Greentree Stable’s Stage Door Johnny, who didn’t break his maiden until May 8, four days after the Derby, ended Forward Pass’s bid for the Triple Crown in the Belmont by 1 1/4 lengths. He won the Saranac and the Dwyer in his final two career starts and ended up as the champion. Forward Pass’s chances for the title were hurt when he finished second in the muddy Travers, while spotting the winner, Chompion, 12 pounds.

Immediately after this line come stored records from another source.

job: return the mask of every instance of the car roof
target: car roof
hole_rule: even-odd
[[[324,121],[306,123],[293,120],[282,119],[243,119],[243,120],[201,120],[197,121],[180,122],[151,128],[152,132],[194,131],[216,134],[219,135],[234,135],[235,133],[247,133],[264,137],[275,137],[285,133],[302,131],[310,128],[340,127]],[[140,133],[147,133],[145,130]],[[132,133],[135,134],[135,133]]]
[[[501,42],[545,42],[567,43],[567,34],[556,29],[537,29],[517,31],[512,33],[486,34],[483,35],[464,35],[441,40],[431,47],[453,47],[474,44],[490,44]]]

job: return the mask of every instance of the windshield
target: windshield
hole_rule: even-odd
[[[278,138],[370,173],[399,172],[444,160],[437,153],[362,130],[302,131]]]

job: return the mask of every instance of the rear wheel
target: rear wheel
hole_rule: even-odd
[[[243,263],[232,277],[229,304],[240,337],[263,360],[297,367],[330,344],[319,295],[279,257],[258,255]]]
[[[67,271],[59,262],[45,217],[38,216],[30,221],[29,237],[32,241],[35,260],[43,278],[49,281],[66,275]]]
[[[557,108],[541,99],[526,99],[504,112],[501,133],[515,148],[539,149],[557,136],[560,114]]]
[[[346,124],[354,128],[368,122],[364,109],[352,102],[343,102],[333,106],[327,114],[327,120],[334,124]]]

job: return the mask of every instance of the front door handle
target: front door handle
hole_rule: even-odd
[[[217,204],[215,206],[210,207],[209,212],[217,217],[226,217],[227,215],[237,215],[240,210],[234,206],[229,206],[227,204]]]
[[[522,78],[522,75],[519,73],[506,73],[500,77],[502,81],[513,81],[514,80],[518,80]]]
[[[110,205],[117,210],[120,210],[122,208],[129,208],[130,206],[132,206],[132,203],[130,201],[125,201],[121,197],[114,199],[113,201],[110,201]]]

There was no question about the quality of the top two 3-year-olds in 1969. Unbeaten Majestic Prince, trained by Hall of Fame jockey Johnny Longden, notched his eighth victory in the Kentucky Derby, beating Paul Mellon’s Arts and Letters by a neck. Majestic Prince nipped Arts and Letters by a head in the Preakness and headed to New York in position to win the Triple Crown. Longden sensed that the colt wasn’t right and talked about skipping the Belmont Stakes.
In a move to give Arts and Letters confidence after five seconds in six starts, trainer Elliott Burch ran him in the Met Mile against older horses on May 30. He won by 2 1/2 lengths and came back on June 7 to beat Majestic Prince by 5 1/2 lengths in the Belmont Stakes. Majestic Prince was given the rest of the year off and was retired to stud the following winter. Arts and Letters built on his Met Mile and Belmont Stakes wins with victories in the Jim Dandy, Travers, Woodward, and the Jockey Club Gold Cup, which he won by 14 lengths.
In Racing in America, 1960-1979, William Rudy said with eight wins in 14 starts and $555,502 in earnings, Arts and Letter stood above the rest: “It was no contest for Horse of the Year.”
But was the decision so simple for 3-year-old male honors in 2014?